OpenBCI introduction

System architecture

OpenBCI system architecture diagram

Server, Broker and Peers


To use OpenBCI a single instance of Server must be started on each host you are planning to run the experiment on.

Server is started with obci srv command.

Server is responsible for:

  • managing experiments and peers from other experiments running on its machine
  • autodiscovery of other OpenBCI experiments running on the same VLAN
  • detection of amplifiers connected to host and broadcasting this information to other Servers

Broker is started once per experiment. Broker acts as a message proxy for peers in a single experiment.

Every Peer connects to Broker on initialization.


Peer is a worker unit, which communicates with other running peers and Broker.

Peer can be started with obci run_peer command, but it is strongly recommended to start peers automatically, as a part of experiment.

Typical examples of peers are:

  • EEG signal amplifiers
  • EEG signal filters
  • signal displays

Each peer has its own configuration file.

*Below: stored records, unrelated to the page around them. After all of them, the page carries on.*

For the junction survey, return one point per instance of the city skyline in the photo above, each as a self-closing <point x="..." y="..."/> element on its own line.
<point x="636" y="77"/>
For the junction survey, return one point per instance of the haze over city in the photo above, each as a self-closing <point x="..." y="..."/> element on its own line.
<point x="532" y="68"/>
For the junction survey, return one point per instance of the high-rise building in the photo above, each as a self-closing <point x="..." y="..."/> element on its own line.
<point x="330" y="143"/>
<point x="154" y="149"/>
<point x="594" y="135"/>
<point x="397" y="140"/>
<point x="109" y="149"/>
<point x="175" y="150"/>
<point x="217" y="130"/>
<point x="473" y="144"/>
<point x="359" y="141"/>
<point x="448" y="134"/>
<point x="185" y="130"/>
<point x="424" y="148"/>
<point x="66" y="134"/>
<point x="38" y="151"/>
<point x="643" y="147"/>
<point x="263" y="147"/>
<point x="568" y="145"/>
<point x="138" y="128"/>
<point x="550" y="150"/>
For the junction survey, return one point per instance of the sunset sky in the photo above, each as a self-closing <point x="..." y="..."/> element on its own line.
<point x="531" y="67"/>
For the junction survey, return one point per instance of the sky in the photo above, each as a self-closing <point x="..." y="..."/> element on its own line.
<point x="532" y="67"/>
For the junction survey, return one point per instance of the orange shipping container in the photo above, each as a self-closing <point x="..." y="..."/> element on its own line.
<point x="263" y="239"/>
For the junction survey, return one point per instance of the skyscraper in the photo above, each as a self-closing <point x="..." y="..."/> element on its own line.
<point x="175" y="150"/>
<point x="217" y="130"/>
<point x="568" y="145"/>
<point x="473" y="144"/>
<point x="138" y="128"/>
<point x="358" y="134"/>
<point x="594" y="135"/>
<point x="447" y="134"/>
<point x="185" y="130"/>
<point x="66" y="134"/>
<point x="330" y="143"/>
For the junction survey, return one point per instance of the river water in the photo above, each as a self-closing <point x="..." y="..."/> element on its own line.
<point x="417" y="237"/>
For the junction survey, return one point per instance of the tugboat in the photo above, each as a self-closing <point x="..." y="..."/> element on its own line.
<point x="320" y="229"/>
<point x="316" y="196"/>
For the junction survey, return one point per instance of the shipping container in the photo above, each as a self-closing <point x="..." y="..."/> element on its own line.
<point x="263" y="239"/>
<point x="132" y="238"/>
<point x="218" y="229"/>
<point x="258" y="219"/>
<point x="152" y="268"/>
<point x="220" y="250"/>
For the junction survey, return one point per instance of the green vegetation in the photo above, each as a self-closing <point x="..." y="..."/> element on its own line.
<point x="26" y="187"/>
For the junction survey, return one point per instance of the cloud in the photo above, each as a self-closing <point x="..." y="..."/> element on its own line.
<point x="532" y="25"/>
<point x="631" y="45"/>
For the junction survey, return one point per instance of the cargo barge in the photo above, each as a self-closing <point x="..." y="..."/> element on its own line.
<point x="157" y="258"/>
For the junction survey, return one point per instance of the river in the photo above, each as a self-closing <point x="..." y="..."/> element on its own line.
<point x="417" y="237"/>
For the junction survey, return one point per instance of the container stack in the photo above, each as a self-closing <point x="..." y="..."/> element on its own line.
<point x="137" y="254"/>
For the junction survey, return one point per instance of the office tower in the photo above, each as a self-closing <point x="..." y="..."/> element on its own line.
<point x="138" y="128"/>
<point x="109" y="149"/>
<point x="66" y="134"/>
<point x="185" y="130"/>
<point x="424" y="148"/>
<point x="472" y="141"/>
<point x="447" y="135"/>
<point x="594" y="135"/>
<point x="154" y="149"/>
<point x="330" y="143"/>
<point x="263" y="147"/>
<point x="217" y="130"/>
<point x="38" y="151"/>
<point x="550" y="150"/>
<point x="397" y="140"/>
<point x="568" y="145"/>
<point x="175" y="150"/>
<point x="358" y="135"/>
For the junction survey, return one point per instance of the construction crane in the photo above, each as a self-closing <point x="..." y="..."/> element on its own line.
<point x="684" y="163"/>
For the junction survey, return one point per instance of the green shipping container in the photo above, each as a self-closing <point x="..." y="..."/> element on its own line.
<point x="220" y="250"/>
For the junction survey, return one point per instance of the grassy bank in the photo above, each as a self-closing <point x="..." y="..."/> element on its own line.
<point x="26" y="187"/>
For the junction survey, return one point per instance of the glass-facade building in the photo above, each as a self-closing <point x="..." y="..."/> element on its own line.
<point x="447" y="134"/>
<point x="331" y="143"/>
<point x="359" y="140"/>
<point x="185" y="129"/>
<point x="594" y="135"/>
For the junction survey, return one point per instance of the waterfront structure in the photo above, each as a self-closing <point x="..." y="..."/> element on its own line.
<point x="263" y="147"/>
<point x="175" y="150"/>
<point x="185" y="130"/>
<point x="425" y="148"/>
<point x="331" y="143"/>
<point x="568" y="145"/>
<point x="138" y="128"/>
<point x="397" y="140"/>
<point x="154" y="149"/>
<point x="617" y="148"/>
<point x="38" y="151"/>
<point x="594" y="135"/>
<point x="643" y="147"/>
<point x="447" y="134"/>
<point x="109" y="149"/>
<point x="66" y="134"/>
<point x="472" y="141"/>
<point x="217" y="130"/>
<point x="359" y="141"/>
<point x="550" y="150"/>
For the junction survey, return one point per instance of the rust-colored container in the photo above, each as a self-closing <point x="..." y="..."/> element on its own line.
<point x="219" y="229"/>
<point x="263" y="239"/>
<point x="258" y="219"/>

It stores necessary parameters and defines dependencies on other peers in the system.


To perform some useful work you need to create and run an experiment.

Experiment is a set of running Peers and a Broker. Each peer can be identified by its assigned peer_id, thus allowing for launching multiple instances of the same peer.

Peer IDs, peer program paths and peer configurations are predefined in experiment definition file or scenario file*.

Experiment definition file is a text file for defining an experiment. It contains a list of peers, assignments of peer_id and paths to peer configurations.

OpenBCI commands

Following commands are available from command line:

  • obci srv - start OpenBCI Server
  • obci srv_kill - shutdown OpenBCI Server and all experiments it is running
  • obci gui - GUI for starting/stopping and monitoring experiments
  • obci launch - launch experiment by specifying scenario file
  • obci kill - shutdown OpenBCI experiment
  • additional --force flag shutdowns experiment immediately, peers hove no chance to react and finalize their work
  • obci info - display information about OpenBCI Servers and experiments running on current machine and on nearby hosts
  • obci report_error Show window for reporting error to Braintech.

New peer architecture

Peer and Broker derive from BasePeer class. BasePeer is derived from ZmqAsyncioTaskManager. ZmqAsyncioTaskManager is derived from AsyncioTaskManager.

AsyncioTaskManager manages a set of tasks running inside asyncio message loop. Message loop can be owned by AsyncioTaskManager or borrowed. When message loop is owned new message loop is started in a new thread.

ZmqAsyncioTaskManager adds ZMQ asyncio context lifetime management to AsyncioTaskManager. ZMQ context can be borrowed or owned.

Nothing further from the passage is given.